Les boucles d’oreilles créoles ovales (larges, épaisses, en or mat) sont devenues la pièce signature de cette esthétique. Portées seules, elles structurent un visage. Portées avec une deuxième paire plus fine à l’oreille, elles composent un cartilage instinctif et très couture. Miu Miu a fait de ces formes organiques son terrain de jeu favori, proposant des boucles dont le diamètre et l’épaisseur varient pour jouer sur les proportions, en glissant son ode à la mer.

L’art de la superposition : longueurs et textures
La tendance à l’accumulation, longtemps cantonnée aux codes du street style, s’est définitivement imposée dans les collections des plus grandes maisons.
La règle d’or de la superposition bohème ? Un métal dominant, des longueurs différentes, des textures qui dialoguent. On commence par un fin ras-de-cou en chaîne dorée, on y ajoute un collier mi-long à pendentif ovale ou à médaille gravée, puis un troisième rang plus long avec une pierre semi-précieuse en cabochon (turquoise, cornaline, labradorite) qui vient apporter la touche de couleur caractéristique du style bohème.
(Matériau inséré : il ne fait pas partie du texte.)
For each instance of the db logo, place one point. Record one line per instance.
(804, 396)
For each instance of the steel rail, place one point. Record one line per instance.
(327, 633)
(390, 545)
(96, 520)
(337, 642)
Les chaînes épaisses à maillons plats se mêlent aux chaînes fines torsadées. L’asymétrie est recherchée, le chaos est orchestré. Chez Goossens, les colliers à pendentifs permettent de composer son récit de peau, pièce après pièce.
Les franges, les joncs et les pampilles : le mouvement au poignet
Le vrai luxe, celui qu’on ressent avant même de le voir ? C’est un son. Un cling-cling aussi bruyant que possible pour tendre son bras ou taper sur son clavier au bureau. La joaillerie bohème chic a compris quelque chose que les autres ignorent : un bijou ne vit vraiment que lorsqu’il bouge. Les franges dorées qui effleurent la peau à chaque geste, le jonc massif et sculptural posé sur un avant-bras bronzé comme s’il y avait toujours appartenu, les pampilles qui cascadent en rivières précieuses et qui captent la lumière à chaque déplacement.

Au printemps, on empile, on superpose, on mélange les textures et les longueurs sans retenue. Un jonc couleur soleil sur lequel viennent s’enrouler deux ou trois chaînettes fines ? Oui. Des pampilles qui descendent le long du bras jusqu’au creux du coude pendant qu’une chaîne dorée joue dans le dos d’une robe dos-nu ? Absolument. Dior l’a saisi mieux que personne avec son bracelet manchette bleu azur à la forme baroque, brute et précieuse à la fois, exactement comme le style bohème lui-même.